In celebration of his new venture, Dissen will host a Haymaker-themed Blind Pig Supper Club dinner to benefit the Appalachian Sustainable Agriculture Project on Wednesday, July 19. “I wanted to make some kind of announcement to Asheville and bring my friends here with me. And what better way to do that than team up with Mike Moore from Blind Pig, because he was really one of the first guys I collaborated with here in town,” Dissen says.
For the dinner, Dissen will partner with sous chef Ashley Quick of Knoxville’s J.C. Holdway to offer a mix of coursed dishes and family-style servings. As is always his habit, Dissen will highlight seasonal, farm-fresh foods. “We’re really trying to focus on the summer harvest right now,” he says. “If you go to the tailgate markets, it is really a kaleidoscope of vegetables and colors. So we are looking at what is fresh and in the moment and making a fun, family-style dinner.”
As for the name Haymaker, Dissen says it’s a piece of his family’s history. “My grandfather back in West Virginia was a coal miner and a farmer, and he used to always joke, saying, ‘I’m not a farmer, I’m a haymaker.’ So we thought that was a good name for a locally sourced restaurant,” he explains. He notes that the term is also a colloquialism for a big party or celebration and, in fighting terms, can also denote a big, windmill-style punch.
Regarding why he chose Charlotte as the spot for his new project, Dissen says, “Things are going really well at The Market Place, and I’ve got a really awesome team here [in Asheville], and I’ve just been looking for opportunities to try something different. Charlotte has been a market that I’ve been looking at for a while.”
Charlotte, he adds, is an exciting city in which to open a restaurant right now. “It feels a lot like when I moved to Asheville over eight years ago — it feels like it is still really finding its identity.
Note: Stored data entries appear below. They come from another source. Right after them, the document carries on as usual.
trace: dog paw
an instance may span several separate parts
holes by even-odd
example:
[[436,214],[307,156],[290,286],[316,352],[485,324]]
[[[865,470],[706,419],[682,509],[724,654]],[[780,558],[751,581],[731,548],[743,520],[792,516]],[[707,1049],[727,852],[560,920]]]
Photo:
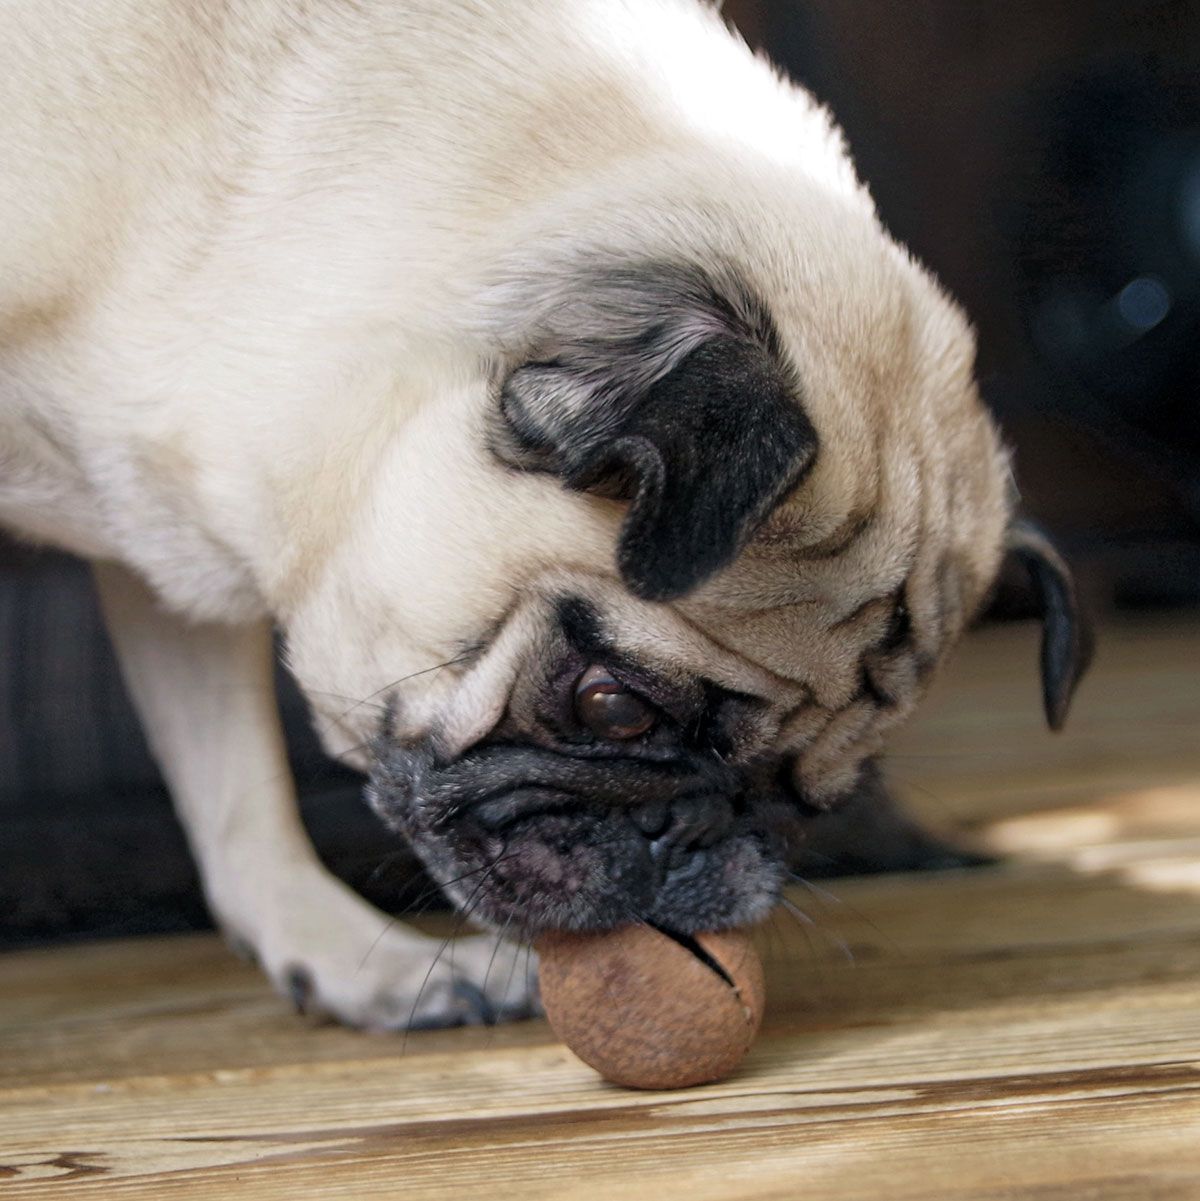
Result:
[[301,1013],[377,1032],[491,1026],[541,1013],[533,953],[497,935],[385,937],[352,971],[310,954],[279,984]]
[[429,938],[331,877],[309,883],[268,904],[255,937],[235,940],[253,944],[297,1012],[376,1031],[492,1025],[541,1012],[529,948],[496,934]]
[[384,1030],[436,1030],[493,1026],[542,1013],[537,960],[528,947],[477,934],[430,944],[432,969],[417,995],[389,993],[373,1006],[370,1026]]

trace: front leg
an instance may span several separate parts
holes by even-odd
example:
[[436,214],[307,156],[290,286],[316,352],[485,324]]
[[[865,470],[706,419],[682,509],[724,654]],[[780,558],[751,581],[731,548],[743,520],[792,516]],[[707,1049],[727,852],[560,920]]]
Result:
[[794,866],[801,876],[818,877],[945,871],[988,862],[969,846],[947,841],[910,817],[879,764],[870,762],[837,808],[813,818]]
[[125,569],[98,564],[95,575],[209,906],[276,988],[372,1028],[526,1016],[527,953],[474,937],[439,956],[440,942],[372,908],[318,860],[296,807],[269,625],[189,622]]

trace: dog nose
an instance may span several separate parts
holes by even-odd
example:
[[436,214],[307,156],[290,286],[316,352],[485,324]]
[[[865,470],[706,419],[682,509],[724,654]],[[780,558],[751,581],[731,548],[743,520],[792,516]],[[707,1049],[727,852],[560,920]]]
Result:
[[660,870],[678,867],[689,854],[714,846],[733,828],[728,798],[711,794],[650,801],[631,817],[650,840],[650,857]]
[[671,806],[666,801],[649,801],[639,805],[629,816],[647,838],[665,834],[672,820]]

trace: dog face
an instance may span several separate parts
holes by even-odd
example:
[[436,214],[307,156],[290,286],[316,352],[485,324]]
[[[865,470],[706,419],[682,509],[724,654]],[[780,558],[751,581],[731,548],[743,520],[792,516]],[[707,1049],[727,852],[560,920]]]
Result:
[[970,332],[869,206],[714,188],[590,197],[476,286],[482,351],[290,615],[376,810],[526,935],[766,912],[1010,526]]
Cities really define themselves and define their culture through food, and that is something we have really done well with here in Asheville. When I moved to town, I met my neighbor, Brian Canipelli [of Cucina 24], and Mike Moore [of Blind Pig Supper Club] and Elliott Moss [of Buxton Hall Barbecue], and you’d get that call that was like, ‘Hey man, can I borrow a cup of sugar?’” he jokes, drawing out a Southern drawl. “There has always been a sense of things being very collaborative and community-oriented here, which was always a breath of fresh air. Other communities that I have lived in were competitive — as they should be — but were not collaborative.”
Dissen says he senses a community vibe in Charlotte that is similar to Asheville’s. “As soon as I made the announcement [about opening Haymaker], I got phone calls and emails and texts from chefs there congratulating me and asking what they could do to help me out,” he says. “Joe Kindred from Kindred and Paul Verica of Heritage Food & Drink both reached out to me and offered to take me to the farmers markets and introduce me to their farmer friends.”
But don’t worry, Asheville won’t be losing Dissen. “I’m married with two kids, a restaurant and a house,” he says. “We’re East-West Asheville all the way. … We’re cranking on all eight cylinders at Market Place, and we are really starting to hit our sweet spot. I don’t plan on going anywhere. Asheville is my home, and I hope it always will be.”
The Blind Pig Supper Club’s Haymaker dinner takes place at 6 p.m. Wednesday, July 19. The secret location in Asheville will be disclosed to attendees shortly before the event. Tickets are $65 each and are available at blindpigsupperclub.com.